The one time I had abdominal surgery, I ate clear-broth soup (chicken and rice) the day before--nothing really heavy.
posted by pushing paper and bottoming chairs at 3:07 PM on December 3, 2008

Don't think there's anything you can eat pre-op. The more your bowel is manipulated (handled) by the surgeon, the more irritable it's going to be and the slower it'll be to return to passing gas (flatus).

There's some data out of Japan that suggests that chewing gum post-op helps get the bowel back to normal motility faster, but I would not recommend doing ANYTHING without the knowledge and consent of your surgeon.
posted by gramcracker at 3:43 PM on December 3, 2008

What you are describing doesn't sound so much like strict paralytic ileus (in which case, any food or drink would be withheld) so much as it sounds like regular old post-operative constipation.

Post-operative constipation is exacerbated by dehydration, immobility, and pain medicine. Generally, the better your pain is treated, the more mobile you are. Because of that, I would recommend being extremely careful with femmme's advice. Too often, post-op patients think, "Well, it doesn't hurt if I lie absolutely, perfectly still, and decline pain medication that would otherwise allow them to begin ambulation earlier. If you're choosing between Percocet and reduced mobility, just take the Percocet already.

I suppose it's possible that existing crap in your bowels could lead to exacerbated constipation, but any attempt to clean that crap out would leave you dehydrated-- which would be worse for your constipation than pre-existing feces. If you insist on trying it, colon prep solutions like Golytely are available over-the-counter-- but I wouldn't recommend it, and if you do decide to try anything like that, please please PLEASE tell your doctor before you do it.
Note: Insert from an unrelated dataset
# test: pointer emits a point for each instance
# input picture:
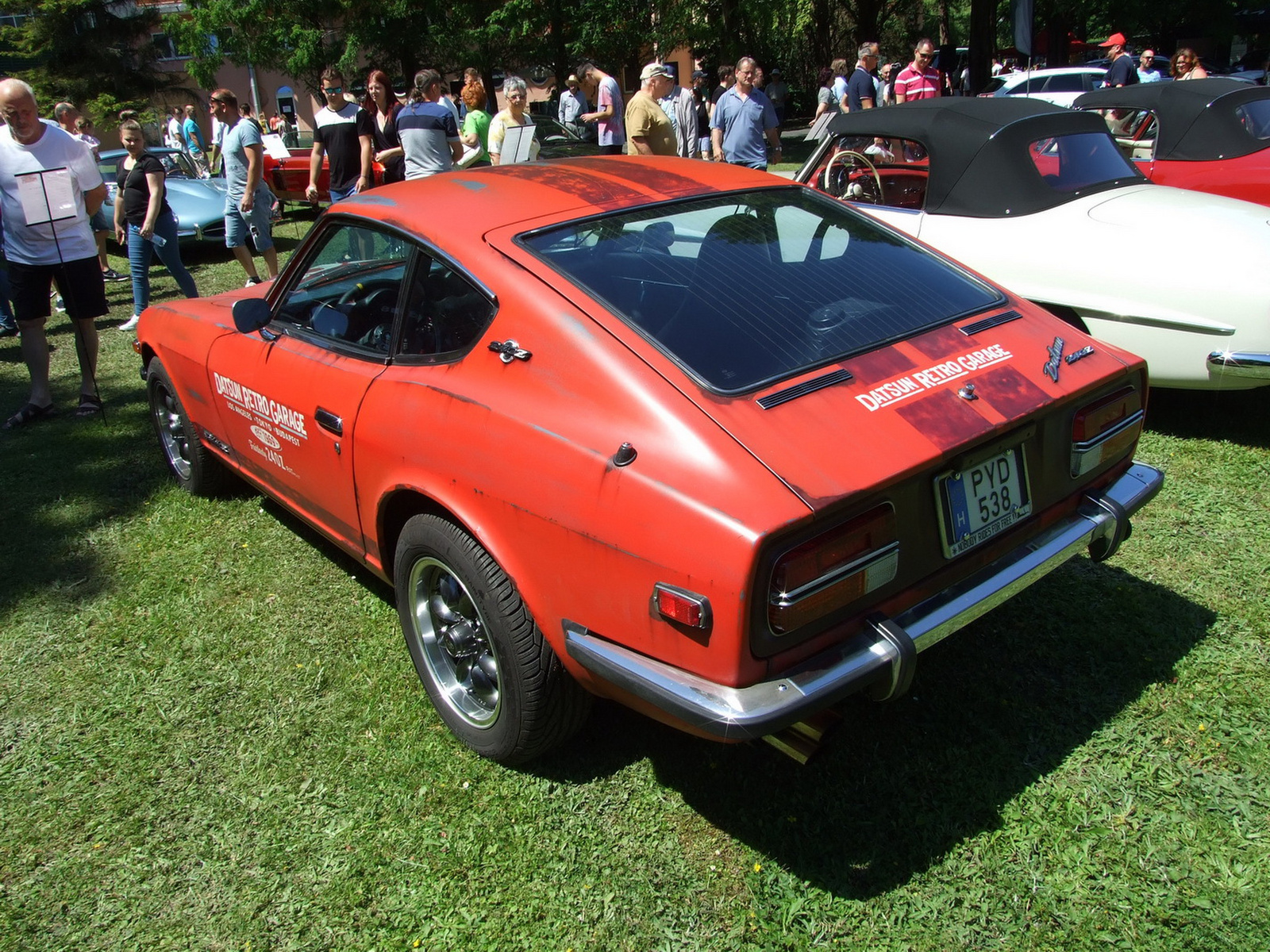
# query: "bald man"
(38, 255)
You should speak to your surgeon about these problems before your surgery. Ask him about using stool softeners following the surgery. I can't imagine that there'd be any contraindications to an over-the-counter stool softener like Colace.

And drink tons of water as soon as you are able. And walk around as much as possible, even if it hurts.

(IANAD. I am a nurse who has cared for a fair share of post-op abdominal patients.)
posted by nathan v at 3:50 PM on December 3, 2008

I've had the same issue ranging from two days up to almost a week after (spinal) surgery. The quicker I'm up and about, the quicker everything starts moving.

Having hospital food you actually want to eat seems to make a lot of difference as well.
posted by HFSH at 6:27 PM on December 3, 2008

yeah, lots of liquid after the surgery, and take a stool softener. general anaesthesia and heavy pain meds put the brakes on my bowel as well. generally, taking a stool softener or some kind of milk of magnesia type product before bed the first night out of the hospital has had me pooping reasonably the next day.
posted by rmd1023 at 8:16 PM on December 3, 2008

a low residue, low glycaemic index diet

This might be hard to achieve, since most low GI foods have fibre in them, and fibre is the residue you're trying to avoid.

I'm actually not sure low-residue is what you want prior to the surgery -- because low-residue means your intestinal transit time is increased, and the food will stay in there longer, making it more likely you'll have "extras" left in the gut for the day of your surgery (though not likely if you fast a full 24 hours prior. Just saying.) Like Dr. Pynchon said, you might even want to try a higher-fibre diet before the surgery of you're concerned about sweeping the ole tract.

When the surgery is over, you want to give yourself time before you progress to full solids. Start on clear fluids and work your way up.

Low residue diets, in my experience, are used when you don't want to the patient to poop (e.g. when a patient is receiving gynecological brachytherapy and must not move from bed for a couple days), or where there's some kind of obstruction in the bowel. I'm not sure either of these apply to your situation.